Ao contrário do que um materialista possa pensar, Deus não foi criado para explicar o mistério. Ele é o mistério em si mesmo. É o mistério que carregamos dentro de nós, que nos torna interessantes uns aos outros, mas que também permite que tenhamos um norte a seguir.
O que é Deus? Ou, em outros termos, como Deus se materializa? Como vira palavra, como se torna acessível? Certamente, uma pessoa religiosa e/ou mais versada em teologia terá boas respostas. Por hora, fico com as minhas. Mas uma pergunta importante a se fazer é se as conexões que fiz entre mistério, potência e Deus são mais arbitrárias do que uma boa análise recomendaria. Afinal, há quem entenda que possa existir potência sem Deus. Ou mesmo que o mistério de que falei nada tem a ver com Deus.
Eu acho difícil, apenas por meios materiais, acessarmos uns aos outros — ou mesmo nos acessarmos individualmente. Caminhos materialistas como esses, curiosamente, tendem ao preconceito, à discriminação e à intolerância. Não à toa, mesmo os movimentos de ditas minorias — materialistas em sua essência — acabam replicando atitudes discriminatórias que eles mesmos repudiam se forem executadas por seus adversários. É como se perdêssemos a referência e, em meio ao processo de criação de novas referências, estivéssemos perdidos e fadados a incorrer nos mesmos erros.

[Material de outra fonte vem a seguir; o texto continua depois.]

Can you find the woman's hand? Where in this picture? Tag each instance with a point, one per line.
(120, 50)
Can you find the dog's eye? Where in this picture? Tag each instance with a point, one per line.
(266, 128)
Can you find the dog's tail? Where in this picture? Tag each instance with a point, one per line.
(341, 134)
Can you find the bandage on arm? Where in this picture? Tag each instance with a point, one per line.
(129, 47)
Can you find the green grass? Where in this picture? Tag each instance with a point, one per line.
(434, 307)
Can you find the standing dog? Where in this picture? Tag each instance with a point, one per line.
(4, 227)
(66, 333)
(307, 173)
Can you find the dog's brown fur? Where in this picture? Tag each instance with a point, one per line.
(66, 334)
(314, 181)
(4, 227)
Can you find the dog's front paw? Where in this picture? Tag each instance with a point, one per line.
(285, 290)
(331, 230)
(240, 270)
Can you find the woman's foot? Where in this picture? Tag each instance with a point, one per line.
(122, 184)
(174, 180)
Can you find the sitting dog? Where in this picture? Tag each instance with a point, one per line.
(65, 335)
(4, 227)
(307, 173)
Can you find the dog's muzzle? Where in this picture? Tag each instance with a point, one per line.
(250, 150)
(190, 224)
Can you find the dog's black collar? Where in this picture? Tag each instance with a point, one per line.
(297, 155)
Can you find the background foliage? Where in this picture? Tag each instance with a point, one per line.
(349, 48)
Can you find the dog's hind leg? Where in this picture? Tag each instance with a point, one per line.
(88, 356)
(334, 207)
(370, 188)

Certamente, não sou o único com essas suspeitas. E, mesmo convencido da existência de Deus, eu sigo atrás de informações que possam enriquecer meu raciocínio. Ano passado, li uma série de livros baseados em pensamentos materialistas: Produção de presença (Hans Ulrich Gumbrecht), Futures Past: On the Semantics of Historical Time (Reinhart Koselleck), Comunicação e Diferença — uma filosofia de guerra para uso dos homens comuns (Marcio Tavares d'Ámaral), After 1945: Latency as Origin of the Present (Hans Ulrich Gumbrecht) e História e Narração em Walter Benjamin (Jeanne Marie Gagnebin). Muitos versam sobre o desconforto de se viver num mundo cuja compreensão é baseada no que é material. E, principalmente, na busca por respostas (e sentidos): na experiência, nos fenômenos, na releitura da história, na arte. Mas todos falham, talvez, por tentarem construir pedais de órgãos.
Muitas vezes, eu penso no mundo em que vivemos e nas mudanças pelas quais estamos passando. Penso se poderia ser diferente, se estamos fazendo o que é certo e se podemos mudar conscientemente como grupo. Acho improvável, mas acredito que eu posso mudar. Inclusive, porque percebo que mudei. E mudo de uma forma que acho cada vez mais positiva. Penso que é porque aceitei o mistério como parte de mim. E com o mistério veio o potencial. E com o potencial veio o futuro eu, cheio de interrogações, cheio de possibilidades, cheio de milagres que eu prefiro viver do que explicar. Essa é para mim uma vida cheia de Deus.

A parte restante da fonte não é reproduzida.